The first issue of the Jewish Review of Books has just published an excellent critique by Joseph Weiler of the UK Supreme Court’s decision in the Jewish Free School Case (see our earlier posts here and here). The case held that the admissions criteria of the Jewish state-supported school, denying admission to a child whose mother had undergone a non-Orthodox conversion, amounted to illegal racial discrimination under the English Race Relations Statute. The Race Relations Act makes an exception for religious discrimination generally, so that a Muslim or Christian or Sikh school can favor applicants of a particular faith.
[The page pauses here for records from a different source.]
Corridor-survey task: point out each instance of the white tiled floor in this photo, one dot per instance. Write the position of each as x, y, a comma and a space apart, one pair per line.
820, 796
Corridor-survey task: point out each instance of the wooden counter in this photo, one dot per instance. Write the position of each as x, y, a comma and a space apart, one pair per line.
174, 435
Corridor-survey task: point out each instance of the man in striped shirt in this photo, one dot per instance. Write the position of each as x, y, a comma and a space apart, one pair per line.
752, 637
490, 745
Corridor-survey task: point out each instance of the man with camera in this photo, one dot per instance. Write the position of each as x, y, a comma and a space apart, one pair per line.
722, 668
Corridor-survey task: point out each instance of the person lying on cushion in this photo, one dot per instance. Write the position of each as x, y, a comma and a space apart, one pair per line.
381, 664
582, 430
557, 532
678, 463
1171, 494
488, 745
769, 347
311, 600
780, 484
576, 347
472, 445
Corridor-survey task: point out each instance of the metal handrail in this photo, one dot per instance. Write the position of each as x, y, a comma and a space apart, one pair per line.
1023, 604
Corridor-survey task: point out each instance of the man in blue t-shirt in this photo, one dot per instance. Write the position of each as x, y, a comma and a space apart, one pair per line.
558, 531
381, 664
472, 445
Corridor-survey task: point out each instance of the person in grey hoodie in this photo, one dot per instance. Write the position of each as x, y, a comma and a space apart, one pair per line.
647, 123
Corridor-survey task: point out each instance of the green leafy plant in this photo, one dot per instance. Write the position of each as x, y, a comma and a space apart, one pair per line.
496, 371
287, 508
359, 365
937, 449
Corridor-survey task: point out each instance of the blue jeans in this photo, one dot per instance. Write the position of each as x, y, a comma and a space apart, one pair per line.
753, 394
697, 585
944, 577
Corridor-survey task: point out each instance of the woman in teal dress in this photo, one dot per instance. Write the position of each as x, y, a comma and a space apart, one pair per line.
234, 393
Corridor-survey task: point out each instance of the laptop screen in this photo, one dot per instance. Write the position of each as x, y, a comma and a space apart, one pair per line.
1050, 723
But in the case of Judaism, the Court held that its status as both religion and ethnicity meant that discrimination in favor of adherents as defined through the internal processes of the religion amounted to racial discrimination.
Of course that conception of the case is unfair to the applicant, who was religiously identified and represented a branch of the religion with a different approach to what constitutes a valid conversion. So in some sense the court was being called on to adjudicate as between competing conceptions of who is defined as a Jew.
My own initial reading of the case was through the American lens of the establishment clause. If the British government chooses to use public funds for religious schools, surely it can insist on non-discriminatory admissions criteria. But when any single religion is especially affected by the non-discrimination policy, one should perhaps look a little deeper. The gist of Weiler’s argument is that the UK Court applied a profoundly Protestant understanding of religious affiliation in considering the school’s admission criteria. The Christian idea is that salvation is available to anyone who chooses it, and so religion becomes a matter of choice. Judaism has a different self-definition, encompassing both religious and ethnic dimensions. The admissions decision in question in the Jewish Free School case applied only religious critera: as the dissent says, the child would have been admitted regardless of ethnicitiy had he undergone a religiously acceptable conversion.
Once the British state decides to use public funds for religious schools, it ought to defer to internal religious understandings of membership in the group, rather than imposing modernist and Christian ideas of religion as a free choice.
To be sure, these religious understandings are themselves internally contested, which is precisely why the Court was called on to hear the case. But should not the Supreme Court adopt a stance of staying out of such internal religious processes? That certainly has been the approach of the US Supreme Court when called on to make similar determinations.
–TG
Comments
One response to “Weiler on the UK Supreme Court”
Thanks, Tom (and Prof. Weiler). An interesting case and commentary. In a post on this blog (Dec. 16, 2009) I compared this UKSC judgment to several similar in nature high court interventions in intra-religious decisions, including community membership criteria, conversions, “who is a Jew?” and the like in Israel and elsewhere. Increasingly, general norms of constitutional law (in this case equality standards) have come to serve as state law and courts’ monitoring instruments over religious authorities and tribunals.